I suspect that the working title of the book that became Naomi Schaefer Riley’s The Faculty Lounges was, at some point, Tenure: the Root of All Evil in Higher Ed. In Lounges, she makes the case that tenure contributes to just about every pathology of higher education. Tenure is implicated in everything from the triviality of research to poor undergraduate instruction to the imminent unionization of professors.
Riley’s book is thoroughly researched—clearly the work of a veteran journalist—and it makes some important contributions to the tenure debate.
Perhaps its most important contribution is that the author has connected many arguments against tenure (that it places an emphasis on research to the detriment of teaching, that the emphasis on coming up with something new yields more trivial research, that it protects the political status quo, etc.) to a single source. Riley says the trouble with tenure is that it gives too much power to professors who have it.
Tenure, the former Wall Street Journal editor contends, takes power away from the people paying for the university—students, parents, and taxpayers, who expect professors to be primarily engaged in teaching—and puts it in the hands of the tenured faculty. Would-be reformers in the administration who might try to limit the effects of political bias or try to increase teaching loads find that the faculty thwarts them. According to Riley, “it’s not because they are spineless bureaucrats. It’s because they have no power.”
To explain how tenure gives the faculty power, she quotes the National Association of Scholars’ Stephen Balch:
Tenure has the effect of creating a semi-permanent faculty, which, much like any other civil service, can delay, unravel, or roll back the efforts of transient reformers. Even with the best of wills, a university president contemplating a challenge to ideological vested interests must reckon on what can realistically be accomplished in the time he has available, together with the considerable damage the predictable hubbub will inevitably inflict on his subsequent advancement.

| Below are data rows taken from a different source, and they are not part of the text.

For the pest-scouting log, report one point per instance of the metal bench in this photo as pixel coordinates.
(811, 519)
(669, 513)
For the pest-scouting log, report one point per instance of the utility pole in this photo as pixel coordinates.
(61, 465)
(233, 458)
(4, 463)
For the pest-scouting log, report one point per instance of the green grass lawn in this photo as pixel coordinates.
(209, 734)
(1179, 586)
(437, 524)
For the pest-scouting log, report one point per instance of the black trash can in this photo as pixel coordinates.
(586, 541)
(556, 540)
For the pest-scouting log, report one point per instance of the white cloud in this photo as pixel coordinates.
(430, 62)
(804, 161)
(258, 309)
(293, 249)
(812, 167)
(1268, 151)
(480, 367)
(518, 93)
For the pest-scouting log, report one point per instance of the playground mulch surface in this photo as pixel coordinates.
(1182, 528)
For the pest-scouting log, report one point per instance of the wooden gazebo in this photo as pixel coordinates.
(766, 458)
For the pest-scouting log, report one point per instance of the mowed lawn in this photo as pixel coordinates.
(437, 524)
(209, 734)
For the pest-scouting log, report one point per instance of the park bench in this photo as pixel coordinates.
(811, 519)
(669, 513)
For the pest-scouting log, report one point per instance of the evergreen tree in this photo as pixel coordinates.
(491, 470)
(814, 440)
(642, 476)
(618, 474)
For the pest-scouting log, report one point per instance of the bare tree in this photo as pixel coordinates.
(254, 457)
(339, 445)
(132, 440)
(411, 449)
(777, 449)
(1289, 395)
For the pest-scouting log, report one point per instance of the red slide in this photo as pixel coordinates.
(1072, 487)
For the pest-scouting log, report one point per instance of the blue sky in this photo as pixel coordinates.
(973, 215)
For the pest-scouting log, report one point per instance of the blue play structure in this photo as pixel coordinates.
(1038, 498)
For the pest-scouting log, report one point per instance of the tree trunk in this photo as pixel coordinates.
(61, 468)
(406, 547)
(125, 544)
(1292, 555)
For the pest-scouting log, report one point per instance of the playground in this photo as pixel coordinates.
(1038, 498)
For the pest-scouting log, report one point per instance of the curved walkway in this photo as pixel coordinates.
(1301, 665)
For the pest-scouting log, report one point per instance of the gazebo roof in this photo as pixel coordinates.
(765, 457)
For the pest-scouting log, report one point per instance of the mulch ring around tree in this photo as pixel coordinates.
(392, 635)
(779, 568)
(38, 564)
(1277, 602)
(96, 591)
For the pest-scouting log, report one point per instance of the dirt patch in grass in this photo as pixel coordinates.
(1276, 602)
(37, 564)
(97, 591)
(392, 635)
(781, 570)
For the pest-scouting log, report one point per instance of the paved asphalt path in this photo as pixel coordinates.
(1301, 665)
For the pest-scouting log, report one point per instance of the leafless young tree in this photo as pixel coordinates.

In addition to showing that tenure affects the power structure of the university, Riley questions whether most professors need tenure to protect their academic freedom. The standard argument for tenure, made repeatedly by Cary Nelson of the American Association of University Professors (and just about everyone else in academia), is that it is the greatest guarantor of academic freedom. Riley disputes that by quoting professor Stanley Fish’s definition of academic freedom from his book Save the World on Your Own Time: “academic freedom is just a fancy name for being allowed to do your job, and it is only because that job has the peculiar feature of not having a pre-stipulated goal that those who do it must be granted a degree of latitude and flexibility not granted to the practitioners of other professions.”
Riley points out that many academics nowadays have pre-stipulated goals. Professors who teach vocational subjects such as parks, recreation, leisure, and fitness studies (25,490 degrees awarded in 2006, according to Riley) have obvious “pre-stipulated goals.” So do professors who do research for private corporations and professors who teach subjects such as gender studies with pre-stipulated political goals.
Given such direction, protections for “latitude and flexibility” are rendered unnecessary because, as Riley says, researchers in such areas “don’t really need the freedom to ask controversial questions in discussing [their subjects].” And when protecting academic freedom is removed from the cost/benefit analysis of tenure—for the mentioned fields, anyway—the scale sags heavily on the cost side.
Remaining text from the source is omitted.